If Staff Sgt. Ivan "Chip" Frederick deserves 8 years, then Bush/Cheney/Rumsfeld deserve about 1008 years each. And America's culture of cruelty, which is very-very real, deserves about a million and 8 years!!! But, of course, prisons are absolutely a big part of this American culture of cruelty along with patriarchy, male-supremacy, racism, militarism, and capitalism to name just a few components of this culture of cruelty.

Sincerely,
Old & In The Way

Posted by: Phil Cicchi at October 22, 2004 04:28 PM

Yes, I know the culture of cruelty is very, very real. And I know that I, being a white male American citizen, would definitely qualify as being a part of it, a perpetuator of it, because of my partaking in the capitalistic processes that are so easy to do today - shopping, paying taxes, hell, even eating the processed foods we eat. Every waking minute of our lives just spent, well, living in this damn country, means someone else has to suffer.

So yeah, I, as a white male American citizen, deserve an eternity in prison. Hell, not even prison. Torture. If an Iraqi were to come up to me and put a gun to my head and pull the trigger, he'd be justified in doing so. If he revived me a thousand times over and did it each time I came back to life, he'd be justified. Maybe I'd be of better use to the world if I just took that kitchen knife I have lying in my dorm right now and painfully slash my wrists with it. But then that wouldn't be punishment enough, would it?

I'm sorry if that last sentence was offensive, but I'm not trying to knock Iraqis. I envy them...they have a clear enemy to fight. I envy them because the enemy is not them. The enemy is me and the culture I represent with my mere being alive. But I digress, I'm trying to make a point here. That point is that this kind of thinking would be more likely to create depressed people who wouldn't do anything to fight this system of injustice that runs our country and our world. Instead of fighting for it, the very people who need to fight it - people like me - would be wallowing in their own living spaces, in despair about how they're singlehandedly responsible for the destruction of the rest of humanity, and how they deserve to burn in Hell for it. That's not productive. What WOULD be productive is instructing us what we can DO about it. Sure, maybe people like me aren't ready to ready to drop their televisions, their video games, their computers, their hamburgers, etc. (No offense, but considering how you write this weblog, you obviously aren't willing to drop the material goods computers have to offer either.) In the meantime, though, there has to be SOMETHING we can do to earn the right to live and feel better about ourselves.

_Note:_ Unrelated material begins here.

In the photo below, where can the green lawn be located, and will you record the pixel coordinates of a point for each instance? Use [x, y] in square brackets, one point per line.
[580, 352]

Cops arrest drug addicts to force them to quit the drug cold turkey, and it almost never works that way; in fact, it's a system of oppression all its own, being part of the vast Drug War being waged on our personal freedom. It's the same with all of us ordinary American citizens. Thrusting guilt trips upon guilt trips upon us won't suddenly make us drop all we have in the name of what's just. There has to be something we can do as an intermediary. Not all of us are strong enough to resist the American Empire from the inside, but there has to be some small way we can contribute, and constantly being told that we deserve to suffer the same fate as those Iraqis in Abu Ghraib ten fold isn't exactly a conducive factor in getting people like me to fight to make sure that NO ONE is treated that way ever again.

Every time I read something like this, that knife and/or those pills look friendlier...I hope that you agree that people like me would be better off alive than dead in order to contribute to the fight against the American Empire. I'm not asking you to apologize for telling the truth - yes, the truth hurts, and no one should apologize for telling the truth. But it should be kept in mind that we don't all have the strength and force of will you do to make the drastic changes in our lifestyle necessary...if we all did, there'd be no need for leaders. We need something that those fragile of mind - like me - can use to bolster our confidence that we can contribute to the smashing of this police state.